While the Lions had continued their leading role in change, other franchises made notable efforts to make their own way along that path to the point where there was mention of a rugby revolution.

"Although it didn't bring immediate success, there were glimpses of potential and signs that most teams were shaking off the traditional conservative South African rugby yolk," he said.

The Lions had continued their advance with their reward the hosting of the Super Rugby final where the loss of flanker Kwagga Smith could have led to a different outcome.

However, Rich said, "They were probably destined to lose the decider anyway as the Crusaders, brilliant throughout the season and unbeaten for much of it, were slicker and were winning the small battles before Smith's departure following an unfortunate clumsy challenge on a Crusaders player in the air."

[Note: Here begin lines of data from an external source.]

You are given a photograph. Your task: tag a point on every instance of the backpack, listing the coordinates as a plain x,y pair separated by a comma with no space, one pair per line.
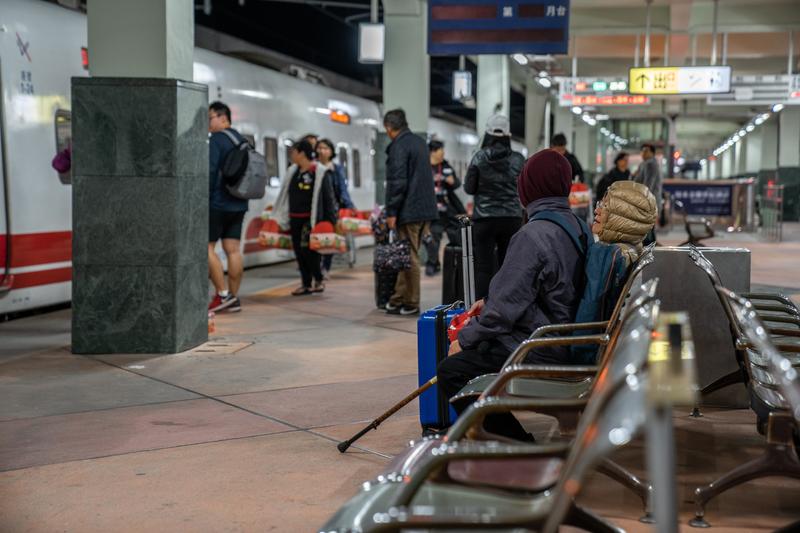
605,270
244,171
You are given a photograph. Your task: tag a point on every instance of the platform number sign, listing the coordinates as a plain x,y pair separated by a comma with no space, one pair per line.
458,27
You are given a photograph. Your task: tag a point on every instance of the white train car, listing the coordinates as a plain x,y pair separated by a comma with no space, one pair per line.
43,45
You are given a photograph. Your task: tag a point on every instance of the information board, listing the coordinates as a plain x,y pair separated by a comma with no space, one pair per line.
679,80
707,200
460,27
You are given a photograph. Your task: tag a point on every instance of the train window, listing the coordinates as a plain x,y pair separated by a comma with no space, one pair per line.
271,157
63,127
343,160
356,168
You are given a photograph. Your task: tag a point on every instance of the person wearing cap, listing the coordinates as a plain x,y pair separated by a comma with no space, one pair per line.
539,283
492,180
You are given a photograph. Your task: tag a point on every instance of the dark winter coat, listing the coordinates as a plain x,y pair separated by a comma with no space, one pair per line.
492,179
540,283
605,182
409,181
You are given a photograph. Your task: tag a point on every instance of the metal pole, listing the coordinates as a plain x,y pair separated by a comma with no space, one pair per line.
714,34
647,34
724,49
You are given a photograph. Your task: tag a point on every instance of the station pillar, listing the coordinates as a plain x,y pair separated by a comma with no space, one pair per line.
789,161
406,66
535,105
140,183
494,89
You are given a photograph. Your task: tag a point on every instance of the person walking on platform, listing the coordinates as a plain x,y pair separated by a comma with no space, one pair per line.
620,172
497,215
410,203
539,283
449,206
649,175
305,199
225,212
559,144
326,153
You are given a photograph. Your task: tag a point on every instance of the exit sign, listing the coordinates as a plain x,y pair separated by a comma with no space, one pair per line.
457,27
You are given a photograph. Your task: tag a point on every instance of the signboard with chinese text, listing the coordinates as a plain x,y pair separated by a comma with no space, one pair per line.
596,92
460,27
706,200
679,80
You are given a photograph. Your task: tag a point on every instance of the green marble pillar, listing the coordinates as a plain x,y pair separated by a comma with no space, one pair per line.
140,215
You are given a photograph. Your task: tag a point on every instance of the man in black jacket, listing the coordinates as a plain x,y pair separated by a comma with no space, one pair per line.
410,203
448,205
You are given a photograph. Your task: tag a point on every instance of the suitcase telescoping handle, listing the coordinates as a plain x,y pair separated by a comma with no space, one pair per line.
467,260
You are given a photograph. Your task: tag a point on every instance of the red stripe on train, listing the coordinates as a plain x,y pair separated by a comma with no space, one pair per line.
42,277
28,249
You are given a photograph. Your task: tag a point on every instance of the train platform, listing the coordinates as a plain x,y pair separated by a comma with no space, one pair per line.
240,434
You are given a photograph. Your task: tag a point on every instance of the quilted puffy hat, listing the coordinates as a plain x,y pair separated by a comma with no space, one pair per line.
629,213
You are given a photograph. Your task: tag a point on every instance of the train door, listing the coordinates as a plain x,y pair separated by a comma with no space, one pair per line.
5,214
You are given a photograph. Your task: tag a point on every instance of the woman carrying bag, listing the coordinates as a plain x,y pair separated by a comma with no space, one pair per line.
305,199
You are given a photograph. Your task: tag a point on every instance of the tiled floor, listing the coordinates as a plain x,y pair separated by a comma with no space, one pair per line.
244,439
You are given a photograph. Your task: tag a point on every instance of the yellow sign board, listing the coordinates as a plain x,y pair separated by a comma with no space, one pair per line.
651,80
679,80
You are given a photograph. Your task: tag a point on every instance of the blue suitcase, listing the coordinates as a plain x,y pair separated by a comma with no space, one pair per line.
435,411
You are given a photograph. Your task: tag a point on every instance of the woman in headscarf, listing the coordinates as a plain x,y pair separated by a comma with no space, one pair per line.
538,284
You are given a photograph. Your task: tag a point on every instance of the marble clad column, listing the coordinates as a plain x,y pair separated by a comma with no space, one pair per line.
140,183
140,215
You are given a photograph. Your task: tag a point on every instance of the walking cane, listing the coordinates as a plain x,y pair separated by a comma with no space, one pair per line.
342,446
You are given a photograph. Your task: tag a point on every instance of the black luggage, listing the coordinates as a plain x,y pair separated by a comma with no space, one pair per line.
384,287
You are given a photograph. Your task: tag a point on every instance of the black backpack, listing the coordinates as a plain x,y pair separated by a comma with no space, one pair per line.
244,171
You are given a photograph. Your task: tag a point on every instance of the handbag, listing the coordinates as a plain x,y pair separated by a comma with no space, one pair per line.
272,236
393,255
324,240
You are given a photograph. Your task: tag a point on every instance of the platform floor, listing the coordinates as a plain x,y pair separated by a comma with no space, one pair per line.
240,435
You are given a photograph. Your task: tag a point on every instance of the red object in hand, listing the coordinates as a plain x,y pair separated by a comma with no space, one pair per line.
458,322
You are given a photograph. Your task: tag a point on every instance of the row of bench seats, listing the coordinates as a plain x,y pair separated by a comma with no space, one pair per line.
471,479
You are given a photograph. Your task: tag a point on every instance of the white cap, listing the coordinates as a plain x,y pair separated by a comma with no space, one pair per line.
498,125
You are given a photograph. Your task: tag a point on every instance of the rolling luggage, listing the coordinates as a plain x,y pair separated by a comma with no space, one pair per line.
432,342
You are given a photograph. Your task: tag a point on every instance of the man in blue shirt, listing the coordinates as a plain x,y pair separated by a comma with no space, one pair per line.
225,213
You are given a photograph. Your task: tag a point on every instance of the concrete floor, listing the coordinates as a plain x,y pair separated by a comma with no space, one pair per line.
240,434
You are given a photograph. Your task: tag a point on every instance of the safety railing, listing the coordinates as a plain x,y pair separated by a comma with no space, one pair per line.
772,213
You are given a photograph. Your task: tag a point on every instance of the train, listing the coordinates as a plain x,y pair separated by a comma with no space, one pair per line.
43,46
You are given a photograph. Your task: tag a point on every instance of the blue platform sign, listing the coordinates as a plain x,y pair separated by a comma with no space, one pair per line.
458,27
707,200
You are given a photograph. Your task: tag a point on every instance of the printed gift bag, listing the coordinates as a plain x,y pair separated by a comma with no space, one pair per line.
393,255
271,236
324,240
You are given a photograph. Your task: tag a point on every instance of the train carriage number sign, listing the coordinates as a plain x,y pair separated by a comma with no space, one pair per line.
498,27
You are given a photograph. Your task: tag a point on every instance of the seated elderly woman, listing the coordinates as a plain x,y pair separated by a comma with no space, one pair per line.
541,279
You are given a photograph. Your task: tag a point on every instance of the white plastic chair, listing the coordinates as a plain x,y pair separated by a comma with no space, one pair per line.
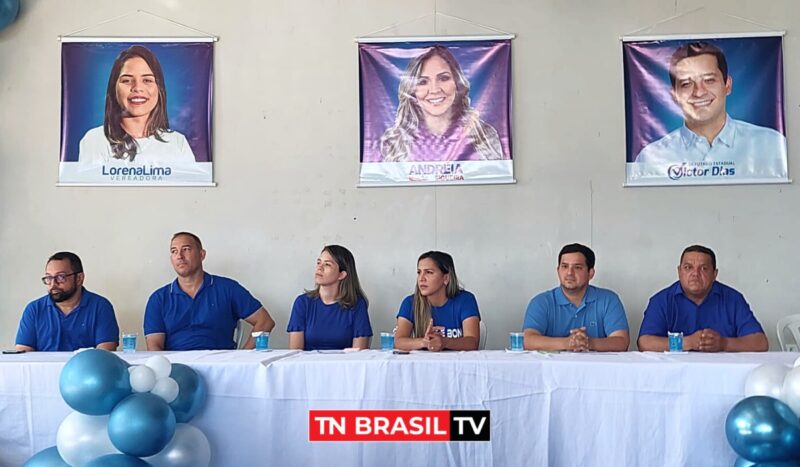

With injured captain Warren Whiteley back in 2018 the Lions would be competitive although the changing styles adopted by other sides could see the Lions face stiffer opposition within South Africa, he said.

The Stormers were so keen to lift their skills for a faster game that they called in former Blues assistant coach Paul Feeney. They started with a hiss and a roar but a loss to the Lions followed by a tour to New Zealand in which they lost all three games had borne out Feeney's comment that the transition in style would not occur overnight.

But with a solid core of the Springbok pace from within their ranks they had the forward power to compete. However, the question mark for 2018 would be their backline.

Rich said the Sharks were still to convince that they had openly embraced the need for change and what form they had shown was confined to the Currie Cup rather than Super Rugby. A key to the side's play next season could lie in the acquisition of Dick Muir as the backline and attack consultant, although Rich said his role could prove more influential than that.

"Muir has an all-out attack rugby philosophy, so don't be surprised if the Sharks approach to the game is transformed when Super Rugby arrives again in February," he said.

The Bulls, who finished lowest of the sides last year, have former All Blacks coach John Mitchell at the helm and he had shown his influence when the side played in the Currie Cup. But they were on a three-year plan to regain their former stature.

And as Rich said: "The same could probably be said of the South African revolution generally. This year was a start, but it will take time."